Mahmud Subandriyo menjelaskan bahwa UI aktif mencari solusi untuk menghadapi perubahan ini. “Kami menekankan penguatan kapasitas pengawasan, termasuk dalam bidang post-market surveillance, agar alat kesehatan tidak hanya teruji secara awal, tetapi juga diawasi secara kontinu,” ujarnya. Inisiatif ini selaras dengan visi Indonesia untuk menjadi pusat inovasi medis di kawasan ASEAN.

Dalam pandangan Lucia, harmonisasi regulasi berarti mengurangi hambatan administratif dan mempercepat proses izin penggunaan alat kesehatan. “Dengan standar yang sama, perusahaan lokal bisa lebih mudah berkompetisi dengan produsen internasional,” katanya. Hal ini juga mendukung ekosistem bisnis yang lebih inklusif dan berkualitas tinggi. Dalam konteks global, ia menegaskan bahwa kesehatan masyarakat adalah prioritas utama.

Harmonisasi Sebagai Jalan Menuju Kesejahteraan Bersama

Peran UI dalam simposium ini mencerminkan komitmen untuk membangun kemitraan antarbangsa.

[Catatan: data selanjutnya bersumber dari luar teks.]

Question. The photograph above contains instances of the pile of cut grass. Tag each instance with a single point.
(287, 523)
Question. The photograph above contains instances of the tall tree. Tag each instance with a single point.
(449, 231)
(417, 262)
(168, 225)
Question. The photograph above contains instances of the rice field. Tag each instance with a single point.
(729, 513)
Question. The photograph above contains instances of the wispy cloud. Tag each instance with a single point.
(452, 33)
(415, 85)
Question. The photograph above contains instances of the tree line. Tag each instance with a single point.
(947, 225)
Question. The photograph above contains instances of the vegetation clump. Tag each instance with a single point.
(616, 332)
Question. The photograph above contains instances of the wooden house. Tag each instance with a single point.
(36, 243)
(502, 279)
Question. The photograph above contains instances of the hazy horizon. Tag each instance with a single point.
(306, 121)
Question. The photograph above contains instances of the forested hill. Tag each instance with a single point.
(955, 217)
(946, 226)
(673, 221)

Selain itu, pihaknya juga berharap kolaborasi dengan JICA dan JAIF dapat diperluas ke bidang-bidang lain, seperti pendidikan kesehatan dan riset bioteknologi. “Kita perlu membangun kerangka kerja yang solid, agar regulasi bisa mengikuti perkembangan teknologi secara tepat waktu,” tambah Mahmud.

Hiraiwa Masaru menambahkan bahwa PMDA Jepang siap bermitra dengan negara-negara ASEAN untuk menciptakan kebijakan yang komprehensif. “Melalui IMDRF, kami bisa berbagi keterampilan dan pengalaman dalam menyusun standar kualitas, sehingga alat kesehatan bisa menjadi bagian dari peningkatan kesehatan masyarakat secara bersama-sama,” jelasnya. Ia menekankan bahwa harmonisasi tidak sekadar meningkatkan efisiensi, tetapi juga memastikan kesehatan pasien tetap terjaga di setiap tahap penggunaan alat kesehatan.

Dengan dinamika inovasi yang terus berkembang, harmonisasi regulasi alat kesehatan menjadi kebutuhan mendesak. UI dan mitra-mitranya percaya bahwa kerja sama antarnegara akan memperkuat posisi ASEAN dalam perekonomian global, sekaligus menjaga kualitas layanan kesehatan bagi masyarakat. Simposium ini, diharapkan, menjadi awal dari perubahan kebijakan yang lebih adaptif dan progresif di masa depan.